While Oprah’s Book Club boosted sales of its chosen books and got readers to try books they otherwise might not have known about, the club didn’t entice non-readers to become readers, or so says a critique of the Oprah effect on TheAtlantic.com by critic Sarah Fay.

This new scrutiny of Oprah’s club comes just weeks after she announced a new club, this one called Oprah Book Club 2.0, which promises to be a lot more interactive and reflective of the new technology that is transforming the literary landscape.

Fay’s analysis of Oprah’s club and her approach to choosing books says that what she was doing was merely “endorsements,” which helped a particular book increase its sales but didn’t have any effect on the growth of literature or encouraging more reading among the populace. While Oprah should be flattered that someone would have such a grand expectation of her powers of persuasion, it seems a bit ridiculous to me to expect that a book club—even one led by one of the most powerful women in the world—is going to lead a non-reader to a Barnes & Noble or Amazon and get him to open his wallet for a book. That just doesn’t seem consistent with human nature; it doesn’t jibe with the reason that people are non-readers in the first place.

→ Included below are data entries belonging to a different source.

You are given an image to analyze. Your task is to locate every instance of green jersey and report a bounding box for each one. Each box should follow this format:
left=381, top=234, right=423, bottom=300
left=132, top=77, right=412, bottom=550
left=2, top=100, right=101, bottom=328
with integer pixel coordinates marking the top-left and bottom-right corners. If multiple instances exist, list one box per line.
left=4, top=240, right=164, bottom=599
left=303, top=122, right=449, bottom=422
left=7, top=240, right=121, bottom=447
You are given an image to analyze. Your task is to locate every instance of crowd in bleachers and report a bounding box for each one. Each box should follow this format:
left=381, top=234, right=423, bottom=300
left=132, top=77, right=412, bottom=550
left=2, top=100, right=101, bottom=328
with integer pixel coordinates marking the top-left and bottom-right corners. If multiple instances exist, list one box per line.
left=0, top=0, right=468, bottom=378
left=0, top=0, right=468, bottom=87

If you want to critique Oprah’s club, perhaps you might say she didn’t choose enough books beyond the mainstream white fiction and nonfiction world where most of the publishing industry spends its time these days. You could say that she missed a huge opportunity to show white readers, white book editors, white publishers that there is some incredible talent in the non-white writing communities and their lives will be made so much better for discovering that. This would have the effect of encouraging them to publish more books by non-white writers and that might then lead to more people of color becoming readers because they are being made aware of more fascinating books out there that speak to their experiences. Oprah did pick a handful of books by African-American and Latino writers, but they tended to be the obvious celebrated superstar writers like Toni Morrison and Maya Angelou or celebrities like Sidney Poitier and Bill Cosby—in other words, writers that would already get a great deal of attention.

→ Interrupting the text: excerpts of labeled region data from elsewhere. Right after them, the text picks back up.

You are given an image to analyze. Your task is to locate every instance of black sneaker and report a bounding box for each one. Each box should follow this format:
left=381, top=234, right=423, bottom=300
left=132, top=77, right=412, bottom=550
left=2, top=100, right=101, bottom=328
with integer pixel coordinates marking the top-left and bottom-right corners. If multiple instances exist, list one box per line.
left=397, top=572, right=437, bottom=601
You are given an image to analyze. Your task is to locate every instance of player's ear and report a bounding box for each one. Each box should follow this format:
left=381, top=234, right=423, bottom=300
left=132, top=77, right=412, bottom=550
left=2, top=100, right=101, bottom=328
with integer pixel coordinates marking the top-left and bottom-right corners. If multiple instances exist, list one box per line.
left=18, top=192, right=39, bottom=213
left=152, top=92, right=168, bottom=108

But criticizing Oprah because she has been unable to take a person who has never had the joy of discovering the magic of books and expecting them to become instant readers because some lady on television is holding up a book is way over the top. I think turning a non-reader into a reader as an adult is waaaay too late, decades after that dye has been cast. For the most part, discovering books happens fairly early in life, before stress and money pressures and bills and lack of sleep and kids and time constraints come along and make it virtually impossible for you to suddenly one day carve hours out of every week to sit quietly with a book. That just ain’t gonna happen.

So lets just accept Oprah’s club for what it is—a great advertisement for the book industry—and not expect the woman to conjure some superpowers that no mere mortal will ever possess.